We are still trying to find out what Wenceslas did for his capital and country besides collecting odds and ends of saints and building a chapel here and there, and regretfully state that little record of anything but his piety is handed down to us.

Piety, it seems, was no more compatible with statecraft in the early days of Christendom than it is today, and as Wenceslas took the pious line, he gave way too much to the German menace, thus laying up a store of trouble for his successors and the sons of Czech.

In the meantime Wenceslas, evidently well pleased with himself, continued to set his people a godly example. I should like to know whether they appreciated him to the same extent as did some members of his family, Boleslav for instance, who helped Wenceslas to a crown of celestial glory by the simple process of hitting him over the head.

I am rather inclined to think that the piety of Wenceslas interfered with some of the innocent amusements of his people, among whom paganism was not quite dead yet, as subsequent events show. There was an interesting burial ground lying on the route which Wenceslas would follow when going from the Hradčany to Vyšehrad, which remained the seat of government for several generations of Přemysls after the pious prince's demise....

This burial ground, a very extensive one, is now covered by the Church of Emaus and its monastic buildings; you can see those twin towers, dark ochre in colour and topped by characteristic steeple and pinnacles, rising from among fruit-trees and red-tiled roofs.

Na Morani was the name of this burial ground, after Morana, the goddess of death.

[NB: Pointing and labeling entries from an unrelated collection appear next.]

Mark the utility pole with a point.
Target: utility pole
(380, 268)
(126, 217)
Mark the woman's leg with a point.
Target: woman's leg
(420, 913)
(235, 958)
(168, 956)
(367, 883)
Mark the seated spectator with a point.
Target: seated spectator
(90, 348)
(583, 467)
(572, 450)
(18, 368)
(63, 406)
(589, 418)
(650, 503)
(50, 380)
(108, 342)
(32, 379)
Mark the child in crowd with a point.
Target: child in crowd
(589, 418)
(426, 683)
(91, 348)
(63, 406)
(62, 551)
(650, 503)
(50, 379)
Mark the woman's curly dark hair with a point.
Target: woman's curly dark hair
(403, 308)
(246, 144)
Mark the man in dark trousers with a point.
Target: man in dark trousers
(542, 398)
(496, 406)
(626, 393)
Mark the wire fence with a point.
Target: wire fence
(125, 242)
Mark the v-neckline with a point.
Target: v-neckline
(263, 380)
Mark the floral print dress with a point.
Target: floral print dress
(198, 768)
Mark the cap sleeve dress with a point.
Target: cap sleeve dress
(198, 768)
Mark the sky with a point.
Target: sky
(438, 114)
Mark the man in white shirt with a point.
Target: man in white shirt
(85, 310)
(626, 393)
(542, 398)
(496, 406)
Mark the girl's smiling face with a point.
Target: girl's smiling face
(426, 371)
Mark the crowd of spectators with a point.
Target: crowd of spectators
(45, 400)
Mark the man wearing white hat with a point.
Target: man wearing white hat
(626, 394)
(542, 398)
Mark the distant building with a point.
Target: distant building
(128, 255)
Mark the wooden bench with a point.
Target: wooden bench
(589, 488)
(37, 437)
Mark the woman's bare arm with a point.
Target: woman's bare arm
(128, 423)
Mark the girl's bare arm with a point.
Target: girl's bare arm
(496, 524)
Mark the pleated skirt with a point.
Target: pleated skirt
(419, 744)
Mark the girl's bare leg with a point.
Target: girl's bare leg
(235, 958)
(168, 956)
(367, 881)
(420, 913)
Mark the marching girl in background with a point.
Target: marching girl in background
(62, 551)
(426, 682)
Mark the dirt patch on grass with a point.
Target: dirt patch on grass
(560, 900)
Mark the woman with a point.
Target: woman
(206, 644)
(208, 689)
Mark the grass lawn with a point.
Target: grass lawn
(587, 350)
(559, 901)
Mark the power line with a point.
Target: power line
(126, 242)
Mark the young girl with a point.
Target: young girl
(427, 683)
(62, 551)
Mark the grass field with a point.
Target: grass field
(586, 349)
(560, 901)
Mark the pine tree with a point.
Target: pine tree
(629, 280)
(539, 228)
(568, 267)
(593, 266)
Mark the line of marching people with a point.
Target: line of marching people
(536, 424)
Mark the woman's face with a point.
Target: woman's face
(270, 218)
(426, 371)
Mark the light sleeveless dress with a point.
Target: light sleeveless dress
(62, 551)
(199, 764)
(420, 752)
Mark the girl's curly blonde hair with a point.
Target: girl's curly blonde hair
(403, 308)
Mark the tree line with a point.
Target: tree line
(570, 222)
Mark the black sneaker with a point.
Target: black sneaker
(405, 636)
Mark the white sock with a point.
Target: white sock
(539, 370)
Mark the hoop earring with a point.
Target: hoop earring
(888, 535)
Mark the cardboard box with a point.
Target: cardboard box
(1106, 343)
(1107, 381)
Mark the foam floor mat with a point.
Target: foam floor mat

It was the correct thing in pagan society to make pilgrimages to this place in spring: a pleasant afternoon in a cemetery was a pastime as popular then as it appears to be to-day. The cachet of Na Morani had been rather spoilt by the erection of a little church some time in the ninth century, perhaps by Wenceslas himself.

Anyway, the pious prince found this church a convenient half-way house between Vyšehrad and Hradčany, and he was wont to put up a prayer or two here before going on to drop a tear on the Hradčany relics.

The little church was dedicated to Cosmas (not the chronicler) and Damian, saints of the third and fourth centuries.

It is not known why these gentlemen clubbed together to have a day to themselves, but this need not act as deterrent to anyone who wishes to observe their day. Wherever pilgrims visit, there you will find settlements growing up, beginning with booths and shanties of those who sell appropriate commodities, candles, wreaths and such-like.

The traffic in these articles continues; it was only last Palm Sunday that I was offered a variety of wreaths to choose from, small wreaths of snowdrops and fir twigs, to be worn on the wrist, to be blessed by the priest and then to be left lying about the sitting-room until fit for the dustbin. I resisted all temptation to deck myself with snowdrops and fir twigs.